Byte arrays and byte streams get used a lot in java, but it’s rare to do anything with individual bytes. Many file types start with certain bytes, though, and can be quickly identified by them.
In my case, I had a byte array, extracted from a file with the guava library’s Files.toByteArray(file), and wanted to make sure it was a jpeg before sending it down to a flex front-end. Jpegs start with the two bytes, 0xFFD8. So I printed out the first two bytes in my array and found… -1 and -40.
Java stores the byte type signed, that is, -128 to 127, rather than 0 to 255. So what do the values of -1 and -40 mean? Java uses 2′s complement for its negative numbers. Take the number -1. 1 is 0000 0001 in binary, so to calculate its negative, -1, with 2′s complement, you invert 0000 0001, getting 1111 1110, then increment by 1, yielding 11111111. That’s the binary value represented by a -1 java byte.
In your code, to get a positive int from a 2′s complement negative byte, you can do a bitwise & with 0xFF (1111 1111):
int unsignedByte = myByte & 0xFF;
So, if you had, say, -3, you would take the value of -3 (3 in binary is 0000 0011, invert to get 1111 1100, then increment + 1 for 1111 1101) and evaluate it with & 0xFF (in binary, 11111111). The bitwise & operator evalutes the bits like:
1111 1101
1111 1111
—– —-
1111 1101
The java byte value -3 equals 1111 1101, or 253 in decimal. If you try to simply cast your byte to an int
int wrongByte = (int)b;
It will just convert it straight from a -3 byte to a -3 int.

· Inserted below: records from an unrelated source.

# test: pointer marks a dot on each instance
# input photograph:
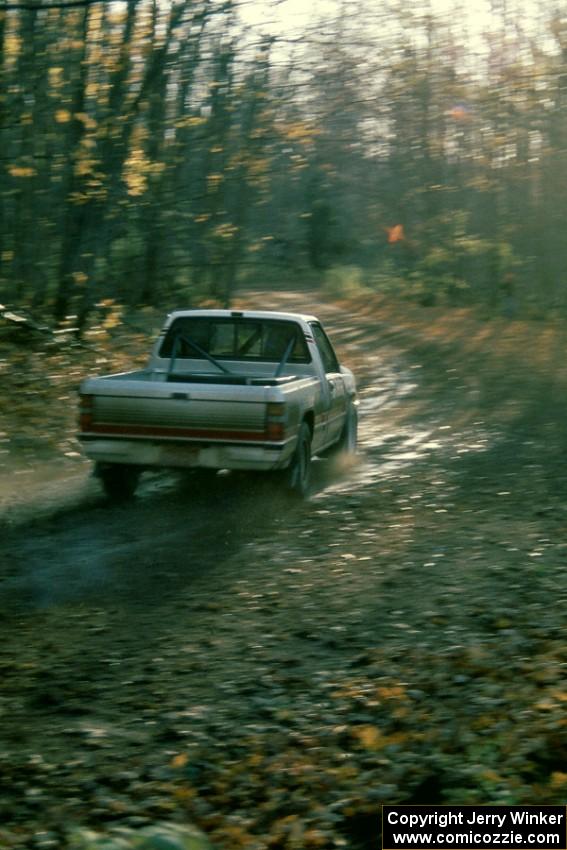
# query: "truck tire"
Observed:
(298, 473)
(119, 480)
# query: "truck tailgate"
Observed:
(177, 411)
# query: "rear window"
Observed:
(235, 339)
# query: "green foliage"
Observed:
(344, 281)
(162, 836)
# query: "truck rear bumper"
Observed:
(186, 455)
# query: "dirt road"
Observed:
(274, 672)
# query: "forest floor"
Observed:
(274, 673)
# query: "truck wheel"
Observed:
(299, 470)
(119, 481)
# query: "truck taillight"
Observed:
(275, 420)
(85, 412)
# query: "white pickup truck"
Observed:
(223, 390)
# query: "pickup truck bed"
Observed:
(250, 413)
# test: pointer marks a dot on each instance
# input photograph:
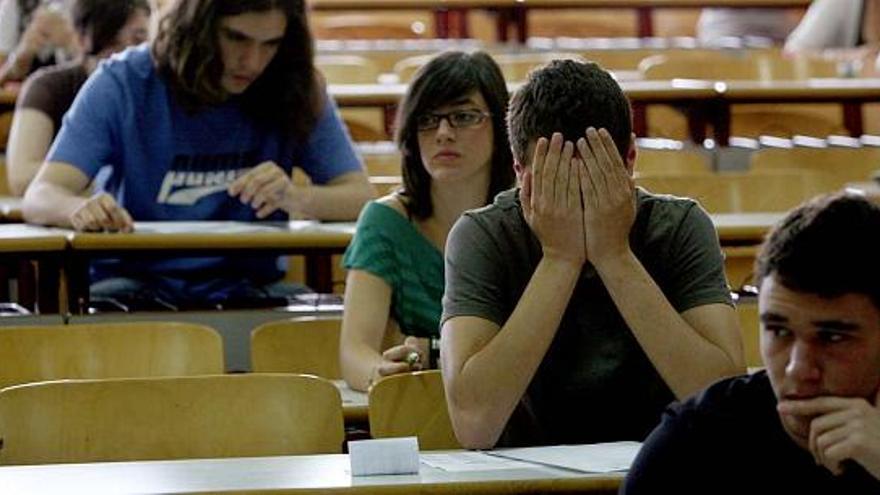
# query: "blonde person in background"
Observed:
(848, 30)
(452, 135)
(33, 34)
(577, 307)
(206, 122)
(104, 27)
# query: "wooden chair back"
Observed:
(516, 66)
(347, 69)
(169, 418)
(298, 345)
(412, 404)
(369, 26)
(830, 168)
(735, 65)
(384, 161)
(407, 67)
(735, 192)
(750, 329)
(4, 177)
(107, 350)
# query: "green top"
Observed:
(388, 246)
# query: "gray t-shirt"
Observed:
(595, 383)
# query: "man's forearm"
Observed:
(686, 360)
(340, 202)
(16, 66)
(48, 204)
(488, 385)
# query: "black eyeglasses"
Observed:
(457, 119)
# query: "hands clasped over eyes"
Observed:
(578, 198)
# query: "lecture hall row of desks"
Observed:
(706, 102)
(63, 256)
(450, 16)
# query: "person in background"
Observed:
(104, 27)
(452, 136)
(716, 25)
(577, 307)
(837, 24)
(34, 34)
(810, 422)
(204, 123)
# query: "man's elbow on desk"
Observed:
(475, 427)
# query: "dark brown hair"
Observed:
(568, 96)
(101, 20)
(287, 95)
(828, 246)
(444, 79)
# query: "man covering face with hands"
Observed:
(578, 306)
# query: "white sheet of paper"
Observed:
(384, 456)
(592, 458)
(471, 461)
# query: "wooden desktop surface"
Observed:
(288, 474)
(549, 4)
(450, 19)
(744, 228)
(19, 238)
(355, 404)
(202, 236)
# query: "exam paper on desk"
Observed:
(590, 458)
(594, 458)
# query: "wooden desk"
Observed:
(317, 241)
(355, 404)
(38, 286)
(709, 101)
(10, 209)
(320, 474)
(450, 16)
(744, 229)
(7, 99)
(851, 94)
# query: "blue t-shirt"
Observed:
(167, 164)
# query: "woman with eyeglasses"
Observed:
(452, 135)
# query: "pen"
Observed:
(413, 358)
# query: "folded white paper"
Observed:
(384, 456)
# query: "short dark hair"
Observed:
(568, 96)
(444, 79)
(827, 246)
(287, 95)
(101, 20)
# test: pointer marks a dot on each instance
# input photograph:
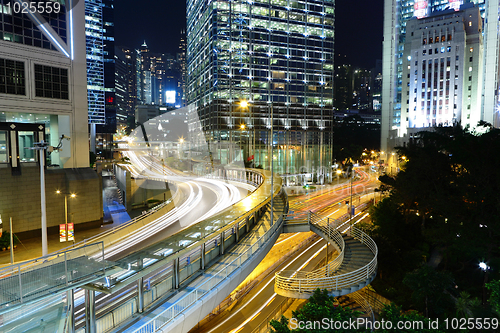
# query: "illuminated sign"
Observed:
(71, 232)
(455, 4)
(62, 233)
(170, 96)
(421, 9)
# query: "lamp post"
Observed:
(351, 205)
(338, 172)
(41, 147)
(272, 166)
(246, 105)
(72, 195)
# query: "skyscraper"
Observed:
(43, 85)
(95, 61)
(278, 56)
(159, 78)
(395, 94)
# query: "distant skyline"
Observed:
(358, 27)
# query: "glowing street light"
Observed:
(71, 195)
(483, 266)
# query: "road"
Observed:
(254, 308)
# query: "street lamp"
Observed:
(71, 195)
(272, 165)
(351, 205)
(246, 105)
(41, 147)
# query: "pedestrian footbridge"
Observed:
(354, 267)
(171, 285)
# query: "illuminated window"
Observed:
(12, 77)
(51, 82)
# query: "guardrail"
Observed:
(307, 282)
(30, 281)
(334, 237)
(199, 245)
(179, 306)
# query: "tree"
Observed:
(394, 314)
(319, 307)
(430, 289)
(443, 211)
(494, 288)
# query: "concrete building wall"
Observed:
(20, 199)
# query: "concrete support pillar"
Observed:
(222, 243)
(90, 311)
(140, 294)
(175, 274)
(202, 261)
(70, 295)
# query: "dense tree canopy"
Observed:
(440, 220)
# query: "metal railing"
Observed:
(307, 282)
(158, 277)
(206, 287)
(334, 238)
(32, 280)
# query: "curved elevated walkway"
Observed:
(353, 268)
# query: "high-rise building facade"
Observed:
(181, 59)
(442, 57)
(43, 85)
(397, 14)
(278, 56)
(95, 61)
(159, 78)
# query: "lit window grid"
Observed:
(95, 62)
(234, 55)
(12, 77)
(215, 111)
(405, 13)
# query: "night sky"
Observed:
(358, 27)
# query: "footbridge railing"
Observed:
(340, 277)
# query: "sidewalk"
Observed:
(32, 248)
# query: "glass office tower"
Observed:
(276, 55)
(397, 13)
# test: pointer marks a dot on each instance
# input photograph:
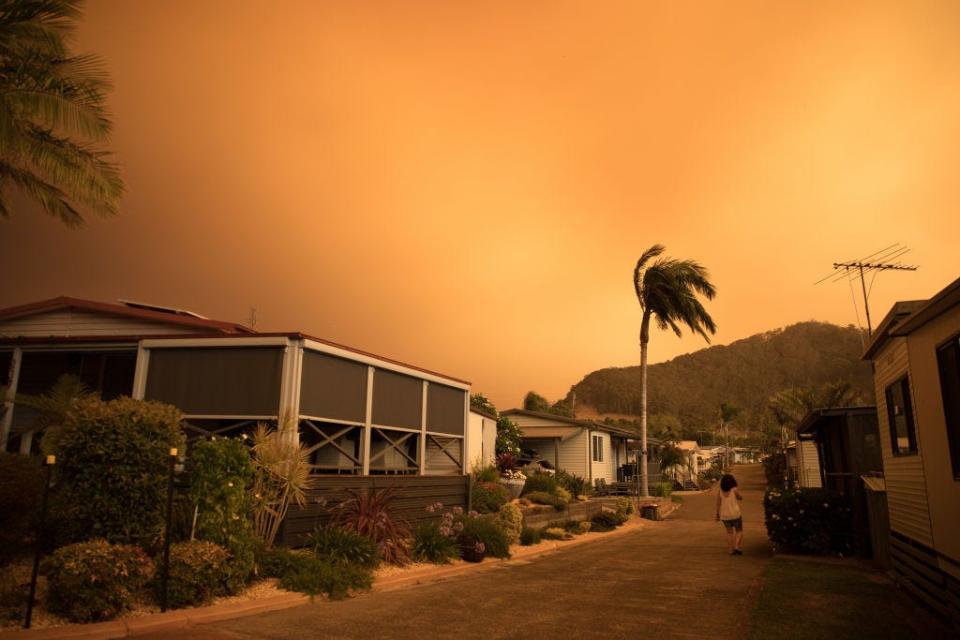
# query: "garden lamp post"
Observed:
(40, 537)
(165, 576)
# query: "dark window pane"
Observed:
(333, 388)
(445, 409)
(903, 439)
(397, 400)
(239, 381)
(333, 448)
(444, 456)
(6, 359)
(948, 361)
(394, 452)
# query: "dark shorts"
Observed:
(731, 525)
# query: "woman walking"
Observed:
(728, 512)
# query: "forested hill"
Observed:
(744, 373)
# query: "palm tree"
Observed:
(53, 115)
(667, 291)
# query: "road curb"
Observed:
(184, 618)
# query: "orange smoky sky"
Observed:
(467, 185)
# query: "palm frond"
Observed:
(52, 199)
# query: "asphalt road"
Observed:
(673, 579)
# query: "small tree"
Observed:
(508, 436)
(282, 477)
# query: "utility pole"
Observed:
(887, 259)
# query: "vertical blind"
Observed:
(238, 381)
(332, 387)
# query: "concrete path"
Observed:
(674, 579)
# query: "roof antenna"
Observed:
(887, 259)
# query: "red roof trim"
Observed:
(63, 302)
(54, 340)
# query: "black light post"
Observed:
(165, 575)
(40, 537)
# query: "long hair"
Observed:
(727, 482)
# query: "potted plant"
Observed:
(510, 477)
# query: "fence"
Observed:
(415, 494)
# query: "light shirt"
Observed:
(729, 506)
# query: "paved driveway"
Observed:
(673, 579)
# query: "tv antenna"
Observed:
(887, 259)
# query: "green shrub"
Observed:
(511, 520)
(314, 576)
(345, 546)
(576, 485)
(539, 482)
(112, 467)
(95, 580)
(220, 474)
(486, 530)
(21, 487)
(529, 536)
(199, 571)
(488, 497)
(808, 520)
(541, 497)
(430, 544)
(486, 473)
(276, 562)
(14, 590)
(604, 521)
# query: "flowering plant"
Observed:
(808, 520)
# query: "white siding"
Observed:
(808, 462)
(481, 440)
(906, 486)
(70, 323)
(604, 470)
(573, 454)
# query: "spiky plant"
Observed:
(667, 290)
(283, 477)
(53, 115)
(371, 514)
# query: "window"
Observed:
(948, 361)
(903, 434)
(597, 448)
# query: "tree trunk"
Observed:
(644, 339)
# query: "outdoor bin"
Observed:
(649, 511)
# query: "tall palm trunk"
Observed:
(644, 339)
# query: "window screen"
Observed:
(445, 409)
(397, 400)
(332, 387)
(597, 448)
(948, 361)
(903, 435)
(6, 359)
(240, 381)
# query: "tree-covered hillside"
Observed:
(745, 373)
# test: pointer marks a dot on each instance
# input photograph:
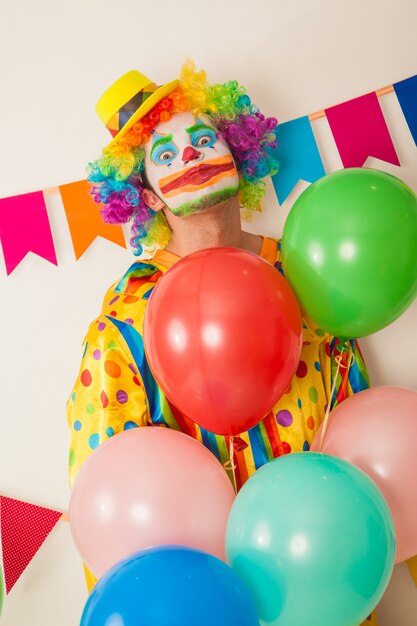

Going back to the bytes I needed, a -1 java byte equals 1111 1111, or 255 in decimal. For the second byte of my file, I got -40, which is 1101 1000, or 216. The simplest, laziest way to convert an int to a hex string in java is probably Integer.toHexString, which gives us 0xFF and 0xD8 for 255 and 216. So my test file was, in fact, a jpeg.
Do you know ImageIO can do that ?
Moreover, if the image is remote, it only downloads the first bytes to tell you if it’s a jpeg.
The bad thing is you don’t play with bits, and you seems to like it.
Sure, with ImageIO, you can do something like
ImageInputStream iis = ImageIO.createImageInputStream(imageFile);Iterator iter = ImageIO.getImageReaders(iis);
if (iter.hasNext()) {
ImageReader reader = (ImageReader)iter.next();
reader.setInput(iis);
BufferedImage image = reader.read(0);
String formatName = reader.getFormatName();
And then look at formatName. There’s probably a more elegant way to do it with ImageIO but I think that’ll work.
No, I think that’s it.
Maybe the reader.read(0) can be omitted.
I use ImageIO to get image sizes.
There is a Java based document type validation framework JHove . You can explore that.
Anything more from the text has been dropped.